A public entity, public employee, or a grantor of a public easement to a public entity for any of the following purposes, is not liable for an injury caused by a condition of:

 

(a) Any unpaved road which provides access to fishing, hunting, camping, hiking, riding, including animal and all types of vehicular riding, water sports, recreational or scenic areas and which is not a (1) city street or highway or (2) county, state or federal highway or (3) public street or highway of a joint highway district, boulevard district, bridge and highway district or similar district formed for the improvement or building of public streets or highways.

 

(b) Any trail used for the above purposes.

 

(Gov.
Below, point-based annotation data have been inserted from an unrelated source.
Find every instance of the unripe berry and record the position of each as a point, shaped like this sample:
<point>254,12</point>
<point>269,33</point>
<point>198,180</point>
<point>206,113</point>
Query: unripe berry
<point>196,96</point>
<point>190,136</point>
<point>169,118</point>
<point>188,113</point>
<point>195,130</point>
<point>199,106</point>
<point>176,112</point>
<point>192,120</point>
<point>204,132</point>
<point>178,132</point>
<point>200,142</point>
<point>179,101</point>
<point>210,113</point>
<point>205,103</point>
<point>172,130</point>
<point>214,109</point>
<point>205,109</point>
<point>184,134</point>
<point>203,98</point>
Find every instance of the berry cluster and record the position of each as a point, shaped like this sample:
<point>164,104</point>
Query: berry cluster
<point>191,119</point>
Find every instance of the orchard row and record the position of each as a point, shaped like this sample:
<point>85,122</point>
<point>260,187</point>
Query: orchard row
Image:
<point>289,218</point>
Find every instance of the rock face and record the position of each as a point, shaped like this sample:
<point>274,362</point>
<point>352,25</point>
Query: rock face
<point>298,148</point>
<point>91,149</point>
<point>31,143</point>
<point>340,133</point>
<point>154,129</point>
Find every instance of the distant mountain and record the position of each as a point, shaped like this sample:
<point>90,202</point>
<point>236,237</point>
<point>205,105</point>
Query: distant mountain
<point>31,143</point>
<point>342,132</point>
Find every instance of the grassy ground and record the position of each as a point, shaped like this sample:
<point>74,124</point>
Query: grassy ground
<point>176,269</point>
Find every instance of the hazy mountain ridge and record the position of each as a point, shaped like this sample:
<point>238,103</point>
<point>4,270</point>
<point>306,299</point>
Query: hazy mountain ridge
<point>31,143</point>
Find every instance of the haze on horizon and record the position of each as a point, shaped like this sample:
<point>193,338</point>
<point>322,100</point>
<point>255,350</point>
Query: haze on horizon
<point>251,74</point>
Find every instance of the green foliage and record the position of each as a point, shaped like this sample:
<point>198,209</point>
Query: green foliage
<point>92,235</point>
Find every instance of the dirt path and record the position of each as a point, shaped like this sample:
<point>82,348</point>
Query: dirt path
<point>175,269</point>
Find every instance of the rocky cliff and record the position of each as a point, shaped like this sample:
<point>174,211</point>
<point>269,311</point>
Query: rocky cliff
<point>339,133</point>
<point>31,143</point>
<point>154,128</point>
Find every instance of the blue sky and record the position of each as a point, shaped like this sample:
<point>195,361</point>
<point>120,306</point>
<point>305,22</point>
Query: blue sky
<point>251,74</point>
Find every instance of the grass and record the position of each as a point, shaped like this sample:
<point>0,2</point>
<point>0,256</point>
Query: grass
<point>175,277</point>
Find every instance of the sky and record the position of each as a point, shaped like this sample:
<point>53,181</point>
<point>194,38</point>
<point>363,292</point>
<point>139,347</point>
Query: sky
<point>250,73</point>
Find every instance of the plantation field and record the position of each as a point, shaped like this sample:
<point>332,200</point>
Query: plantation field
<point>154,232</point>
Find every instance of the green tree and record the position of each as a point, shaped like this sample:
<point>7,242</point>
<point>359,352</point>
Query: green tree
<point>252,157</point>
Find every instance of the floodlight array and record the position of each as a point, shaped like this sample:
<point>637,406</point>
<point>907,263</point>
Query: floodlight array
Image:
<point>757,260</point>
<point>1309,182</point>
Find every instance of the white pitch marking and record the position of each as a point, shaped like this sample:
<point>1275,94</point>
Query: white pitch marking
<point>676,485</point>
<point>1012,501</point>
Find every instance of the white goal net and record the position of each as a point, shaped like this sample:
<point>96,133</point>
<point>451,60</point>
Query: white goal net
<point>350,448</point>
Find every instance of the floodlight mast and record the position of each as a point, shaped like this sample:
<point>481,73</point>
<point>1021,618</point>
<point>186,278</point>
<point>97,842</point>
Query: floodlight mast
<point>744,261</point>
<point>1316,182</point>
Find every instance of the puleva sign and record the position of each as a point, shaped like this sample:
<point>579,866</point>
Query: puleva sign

Code, § 831.4, subds. (a)-(b).)  “The trail immunity provided in subdivision (b) of the statute extends to trails that are used for the activities listed in subdivision (a), and to trails that are used solely for access to such activities.  The immunity applies whether or not the trail is paved.”  (Reed v. City of Los Angeles (2020) 45 Cal.App.5th 979, 982.)  

 

Defendant argues that the path which Plaintiff allegedly tripped on would be considered a trail subject to the immunity of Section 831.4.  Defendant highlights the following portion of Plaintiff’s FAC in support of its contention:

 

 

(FAC, ¶ 9.)  Defendant argues that Plaintiff’s allegations she was participating in the activity of jogging, on a trail used for recreational activity of jogging, within a recreational park, establish as a matter of law Defendant is immune under Section 831.4.

 

            At this stage of the litigation, the Court disagrees with Defendant’s contention.  In particular, the Court finds that the allegations set forth in the FAC do not indicate whether the “walking path” provided “access to fishing, hunting, camping, hiking, riding, including animal and all types of vehicular riding, water sports, recreational or scenic areas.”  “Whether the property is a trail depends on a number of considerations, including accepted definitions of the property, the purpose for which the property is designed and used, and the purpose of the immunity statute.”  (Amberger-Warren v. City of Piedmont (2006) 143 Cal.App.4th 1074, 1078–1079 [cleaned up].) 

 

            In particular, the Court is unable to determine if the park (with the “walking path”) in question is a recreational area.  Thus, without any further allegations describing the nature and characteristics of the subject park and walking path, the Court cannot determine, based on the face of the FAC, that the path at issue is a trail which qualifies for immunity under Section 831.4 as a matter of law.  

 

CONCLUSION AND ORDER

 

Therefore, the Court overrules Defendant’s demurrer to Plaintiff’s FAC and orders Defendant to file and serve an answer to the FAC within 10 days of the hearing.

 

Defendant shall provide notice of the Court’s ruling and file a proof of service of such.